Pour l’essentiel, le contenu de l’étude –
commandée par la Conférence des évêques en 2013 et pilotée
par une équipe de chercheurs des universités de Heidelberg,
Mannheim et Giessen – est déjà connu depuis les fuites parues,
le 12 septembre, dans Die Zeit et Der Spiegel.
Sur soixante-huit ans, les auteurs ont pu établir que 1 670
membres de l’Eglise catholique allemande ont agressé sexuellement
3 677 mineurs, en majorité des garçons de moins de 13 ans,
ce qui signifie qu’au moins 4,4 % de l’ensemble des
religieux ont abusé d’enfants. Encore ne s’agit-il là que
d’une évaluation plancher, les auteurs reconnaissant que des cas
leur ont nécessairement échappé. D’après leurs statistiques,
trois victimes sur quatre auraient été agressées dans une église
ou dans le cadre d’activités pastorales. Une victime sur six
aurait été violée.
L’étude met également en évidence l’impunité
dont ont bénéficié les agresseurs. Sur les 1 670 religieux
mis en cause, seulement 566, soit un tiers environ, ont été
poursuivis canoniquement.
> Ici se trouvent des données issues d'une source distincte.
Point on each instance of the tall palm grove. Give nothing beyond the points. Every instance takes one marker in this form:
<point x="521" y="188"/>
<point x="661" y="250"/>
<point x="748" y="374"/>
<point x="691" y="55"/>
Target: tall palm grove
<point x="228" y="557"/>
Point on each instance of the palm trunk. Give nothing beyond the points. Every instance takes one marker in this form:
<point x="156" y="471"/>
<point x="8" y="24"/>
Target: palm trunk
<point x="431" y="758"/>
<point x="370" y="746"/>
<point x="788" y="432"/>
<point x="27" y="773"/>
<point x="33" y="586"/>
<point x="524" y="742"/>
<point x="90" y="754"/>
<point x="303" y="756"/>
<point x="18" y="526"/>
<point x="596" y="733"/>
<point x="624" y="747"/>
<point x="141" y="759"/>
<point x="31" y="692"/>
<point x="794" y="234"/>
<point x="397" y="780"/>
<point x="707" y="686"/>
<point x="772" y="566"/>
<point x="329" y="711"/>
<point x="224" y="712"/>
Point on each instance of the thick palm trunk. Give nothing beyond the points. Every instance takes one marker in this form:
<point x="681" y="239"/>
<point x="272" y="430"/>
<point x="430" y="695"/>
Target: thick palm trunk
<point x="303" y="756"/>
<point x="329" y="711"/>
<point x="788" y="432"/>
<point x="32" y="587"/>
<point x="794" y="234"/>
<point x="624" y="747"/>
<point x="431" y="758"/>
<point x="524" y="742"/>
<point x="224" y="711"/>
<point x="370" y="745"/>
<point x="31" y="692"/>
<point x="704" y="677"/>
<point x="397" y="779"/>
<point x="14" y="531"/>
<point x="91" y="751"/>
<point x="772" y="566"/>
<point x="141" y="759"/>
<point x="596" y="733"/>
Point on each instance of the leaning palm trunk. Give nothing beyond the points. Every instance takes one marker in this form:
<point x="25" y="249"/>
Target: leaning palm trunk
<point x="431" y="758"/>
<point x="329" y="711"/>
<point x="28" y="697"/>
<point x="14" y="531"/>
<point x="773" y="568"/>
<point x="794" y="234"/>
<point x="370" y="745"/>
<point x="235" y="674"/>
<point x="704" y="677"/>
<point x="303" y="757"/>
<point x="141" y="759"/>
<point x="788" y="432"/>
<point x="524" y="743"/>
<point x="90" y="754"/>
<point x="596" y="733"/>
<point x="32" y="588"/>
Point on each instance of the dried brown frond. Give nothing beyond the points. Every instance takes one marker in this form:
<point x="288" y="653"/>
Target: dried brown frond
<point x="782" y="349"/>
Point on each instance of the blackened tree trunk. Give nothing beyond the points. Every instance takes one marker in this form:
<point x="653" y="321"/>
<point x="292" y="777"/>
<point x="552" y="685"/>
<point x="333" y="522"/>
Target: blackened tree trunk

Parmi eux, à peine une quarantaine ont
été exclus de l’Eglise, la plupart des procédures s’étant
conclues par des sanctions peu sévères. La justice pénale, elle,
n’a été saisie que dans une centaine de cas.
Quelles suites l’Eglise donnera-t-elle à cette
étude ? « Nous sommes accablés et honteux »,
a déjà affirmé la Conférence épiscopale allemande, dans un
communiqué, le 12 septembre. « Cette étude doit
ouvrir et elle ouvrira un débat », a quant à lui promis
le cardinal Reinhard Marx, archevêque de Munich et président de la
Conférence épiscopale, lundi 24 septembre, allant jusqu’à
qualifier sa publication de « tournant dans l’histoire
de l’Eglise catholique ».
L’attente en Allemagne, en tout cas, est très
grande. « Je suis content que cette étude existe, c’est
mieux que rien, mais on est loin du compte et il y a encore beaucoup
à faire », explique Matthias Katsch, président de
l’association Eckiger Tisch, qui représente les victimes de
violences sexuelles commises au sein d’établissements jésuites
en Allemagne.
Archives inaccessibles
A ses yeux, le document publié mardi présente
en effet trois défauts majeurs : ses auteurs n’ont pas eu
accès aux archives, mais ont été « tributaires des
informations que les diocèses ont bien voulu leur communiquer » ;
l’étude n’entre dans « aucun détail concernant la
situation de tel ou tel diocèse ou le rôle de tel ou tel
prélat » ; enfin, elle ne concerne « que
l’Eglise stricto sensu, en laissant de côté ce qui s’est passé
dans les institutions qui lui sont liées », à commencer
par les établissements d’enseignement. « Un cas comme
le mien, par exemple, ne figure pas dans l’étude »,
explique M. Katsch, qui fut victime d’abus sexuels quand il était
élève au collège Canisius, à Berlin, dans les années 1970.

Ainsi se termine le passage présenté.